In [2]:
import sys
sys.path.append('../')

import pandas as pd 
import numpy as np
from sklearn.neighbors import KernelDensity
from model.feature_engineering import generate_features
from sklearn.model_selection import train_test_split
import numpy as np
from nba.utils import load_config, retrieve_data
import matplotlib.pyplot as plt
import datetime as dt
from model.generate_pmf import build_kde
# https://kdepy.readthedocs.io/en/latest/examples.html

In [3]:
query = "SELECT * FROM basketball.stat_sheet ss"
data = retrieve_data(query)
input_data = pd.Series({
    "player": "Zion Williamson",
    "team": "NOP",
    "opponent": "MIA",
    "home": "NOP",
    "date": dt.date(2023, 6, 1),
    "points": 15,
    "total_rebounds": 8,
    "assists": 3
})
features = ["same_opponent", "same_player", "same_venue_status", "days_since_game"]
weights = [1] * len(features)

In [4]:
kde = build_kde(data, input_data, features, weights, bandwidth=0.5)

In [5]:
# # goal here is to build out the loss function
# # want to buidl out maybe an 80 15 5 split of train_kde, train_weights, test
# help(kde.score_samples)

In [6]:
arr = np.array(input_data[["points", "total_rebounds", "assists"]])

In [7]:
kde.score_samples(arr.reshape(1, -1))

array([-6.61573828])

KDE probability with weighting.

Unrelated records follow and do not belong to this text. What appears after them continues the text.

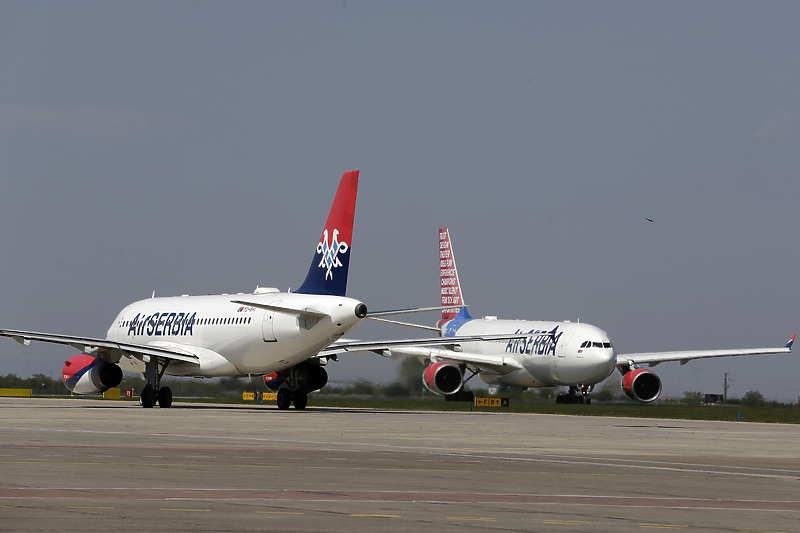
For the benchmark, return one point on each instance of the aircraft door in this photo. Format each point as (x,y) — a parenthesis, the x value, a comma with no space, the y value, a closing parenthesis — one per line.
(268,324)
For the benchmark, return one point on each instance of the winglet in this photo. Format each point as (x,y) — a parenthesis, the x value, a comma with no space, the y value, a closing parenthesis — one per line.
(328,271)
(448,279)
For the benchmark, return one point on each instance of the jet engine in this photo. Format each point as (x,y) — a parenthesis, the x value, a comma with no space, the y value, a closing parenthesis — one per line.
(641,385)
(442,378)
(84,374)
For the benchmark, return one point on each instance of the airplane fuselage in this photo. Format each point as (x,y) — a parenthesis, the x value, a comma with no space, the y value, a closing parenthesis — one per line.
(231,339)
(554,354)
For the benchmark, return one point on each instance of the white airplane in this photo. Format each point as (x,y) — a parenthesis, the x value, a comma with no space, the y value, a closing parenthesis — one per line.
(552,354)
(290,335)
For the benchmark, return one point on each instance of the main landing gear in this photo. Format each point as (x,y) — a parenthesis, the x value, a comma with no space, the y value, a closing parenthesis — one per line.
(152,392)
(286,396)
(573,397)
(299,380)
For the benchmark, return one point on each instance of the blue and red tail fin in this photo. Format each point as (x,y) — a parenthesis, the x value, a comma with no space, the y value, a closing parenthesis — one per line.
(791,341)
(328,271)
(448,280)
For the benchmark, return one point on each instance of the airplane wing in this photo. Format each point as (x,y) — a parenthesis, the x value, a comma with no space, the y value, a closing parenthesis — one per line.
(655,358)
(108,351)
(418,348)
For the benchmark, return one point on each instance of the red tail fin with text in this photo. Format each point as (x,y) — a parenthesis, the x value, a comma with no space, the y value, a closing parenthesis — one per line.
(448,276)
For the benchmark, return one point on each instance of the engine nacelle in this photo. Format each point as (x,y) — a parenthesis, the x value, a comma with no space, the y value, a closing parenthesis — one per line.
(442,378)
(84,374)
(641,385)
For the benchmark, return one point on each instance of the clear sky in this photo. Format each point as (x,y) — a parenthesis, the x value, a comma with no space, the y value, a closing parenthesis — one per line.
(194,147)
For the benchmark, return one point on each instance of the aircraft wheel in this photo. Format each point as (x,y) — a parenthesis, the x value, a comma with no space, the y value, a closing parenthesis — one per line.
(300,399)
(164,397)
(284,398)
(148,397)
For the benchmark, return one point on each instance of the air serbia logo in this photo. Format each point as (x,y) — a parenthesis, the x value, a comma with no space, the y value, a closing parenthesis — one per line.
(330,252)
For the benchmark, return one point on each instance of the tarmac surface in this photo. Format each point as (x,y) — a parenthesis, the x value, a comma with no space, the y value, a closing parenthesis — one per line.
(93,465)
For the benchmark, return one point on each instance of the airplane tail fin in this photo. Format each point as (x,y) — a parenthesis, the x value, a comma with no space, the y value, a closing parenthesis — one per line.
(448,277)
(328,271)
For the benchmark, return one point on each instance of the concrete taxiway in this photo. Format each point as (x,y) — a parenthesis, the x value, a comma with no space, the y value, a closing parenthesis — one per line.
(91,465)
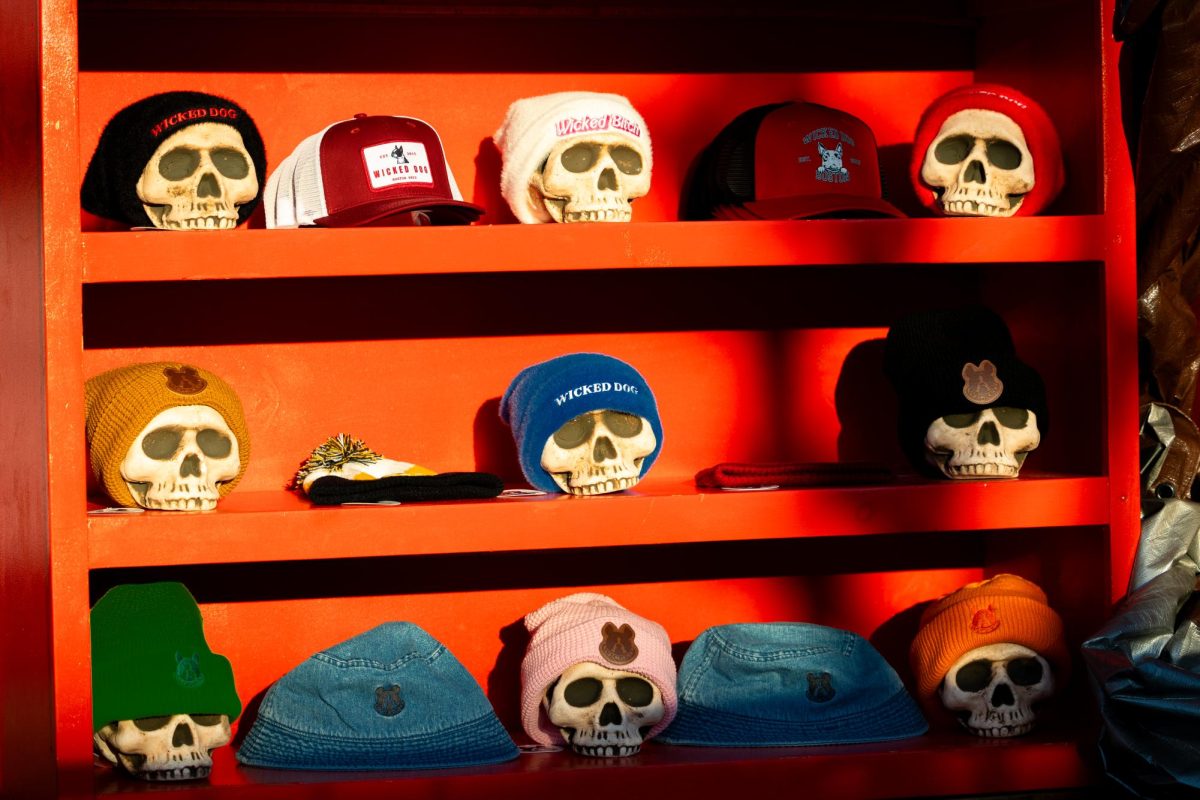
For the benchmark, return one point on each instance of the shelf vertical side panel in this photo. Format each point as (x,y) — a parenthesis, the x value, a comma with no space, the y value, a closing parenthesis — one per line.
(1121,310)
(65,452)
(25,684)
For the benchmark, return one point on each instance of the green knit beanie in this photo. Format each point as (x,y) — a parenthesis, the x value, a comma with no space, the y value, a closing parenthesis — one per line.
(149,657)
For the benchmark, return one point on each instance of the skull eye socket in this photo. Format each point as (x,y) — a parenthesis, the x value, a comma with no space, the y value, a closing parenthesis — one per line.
(575,432)
(207,720)
(635,691)
(1012,417)
(582,692)
(973,677)
(162,443)
(231,163)
(179,163)
(581,157)
(214,444)
(1025,672)
(623,425)
(960,420)
(151,723)
(1003,154)
(954,149)
(628,160)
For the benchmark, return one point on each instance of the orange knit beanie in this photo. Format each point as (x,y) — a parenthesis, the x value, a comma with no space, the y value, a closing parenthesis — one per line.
(1005,609)
(121,402)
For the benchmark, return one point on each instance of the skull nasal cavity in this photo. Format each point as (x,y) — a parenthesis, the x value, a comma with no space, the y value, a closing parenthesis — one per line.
(604,449)
(1002,696)
(610,714)
(191,465)
(988,434)
(209,186)
(181,737)
(975,173)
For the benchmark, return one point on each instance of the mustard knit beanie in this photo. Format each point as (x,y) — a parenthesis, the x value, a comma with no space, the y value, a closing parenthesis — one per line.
(121,402)
(1006,608)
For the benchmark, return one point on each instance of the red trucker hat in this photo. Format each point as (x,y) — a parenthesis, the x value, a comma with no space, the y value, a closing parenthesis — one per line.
(790,161)
(367,170)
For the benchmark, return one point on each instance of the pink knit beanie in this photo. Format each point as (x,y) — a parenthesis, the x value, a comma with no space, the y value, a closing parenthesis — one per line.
(588,626)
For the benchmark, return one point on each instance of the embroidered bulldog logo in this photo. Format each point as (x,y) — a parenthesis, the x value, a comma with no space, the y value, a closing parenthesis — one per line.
(617,643)
(187,671)
(981,384)
(388,701)
(820,686)
(185,380)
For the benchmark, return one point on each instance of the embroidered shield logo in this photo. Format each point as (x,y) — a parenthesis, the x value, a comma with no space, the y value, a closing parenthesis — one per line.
(388,701)
(985,620)
(981,385)
(820,686)
(617,643)
(185,380)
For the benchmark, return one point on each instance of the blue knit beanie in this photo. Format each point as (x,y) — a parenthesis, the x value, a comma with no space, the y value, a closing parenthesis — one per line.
(543,397)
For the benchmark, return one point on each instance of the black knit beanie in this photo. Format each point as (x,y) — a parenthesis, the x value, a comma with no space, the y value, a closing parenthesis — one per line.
(131,137)
(936,364)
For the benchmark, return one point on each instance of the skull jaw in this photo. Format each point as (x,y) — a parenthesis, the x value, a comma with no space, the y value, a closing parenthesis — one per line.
(1000,723)
(198,498)
(209,216)
(597,745)
(976,467)
(969,202)
(597,210)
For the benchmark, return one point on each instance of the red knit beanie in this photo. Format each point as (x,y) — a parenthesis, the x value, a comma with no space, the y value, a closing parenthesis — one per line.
(1005,609)
(1039,132)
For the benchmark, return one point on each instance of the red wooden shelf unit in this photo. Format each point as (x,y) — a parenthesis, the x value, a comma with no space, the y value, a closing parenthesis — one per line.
(761,340)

In our case, the $w_i(\theta)$ is just a linear combination.
$$
p(x;\theta) = \frac{1}{\sum_{i=1}^Nw_i(\theta)}\sum_{i=1}^Nw_i(\theta)K\Big(\frac{x-x_i}{\sigma}\Big)
$$
Loss function
$$
L = -\text{log } p(x_{new};\theta)
$$
Gradient of loss function
$$
\nabla_\theta L(\theta) = -\frac{1}{p(x_{new};\theta)} \cdot \frac{1}{\sum_{i=1}^Nw_i(\theta)}\Big(\sum_{i=1}^N\nabla_\theta w_i(\theta) K\big(\frac{x_{new}-x_i}{\sigma}\big) - \frac{p(x_{new};\theta)}{\sum_{j=1}^Nw_j(\theta)}\sum_{i=1}^Nw_i(\theta) K\big(\frac{x_{new}-x_i}{\sigma}\big)\sum_{k=1}^N\nabla_\theta w_k(\theta)\Big)
$$
which is a little hairy. Let's break it down below.

We have defined $$p(x;\theta)$$ easily. This is just the score of the KDE, so the first term is done.
The second term is the sum of the weights, also easy.
What is $$\nabla_\theta w_i(\theta)$$? it's just $$\theta^T \phi_i$$

Kernel evaluation is also easy.
N in this case is the number of training data.
First of all, what dimension is this? Nabla with respect to theta should be of size theta.

In [8]:
p_xnew = np.exp(kde.score_samples(np.array(input_data[["points", "total_rebounds", "assists"]]).reshape(-1, 3)))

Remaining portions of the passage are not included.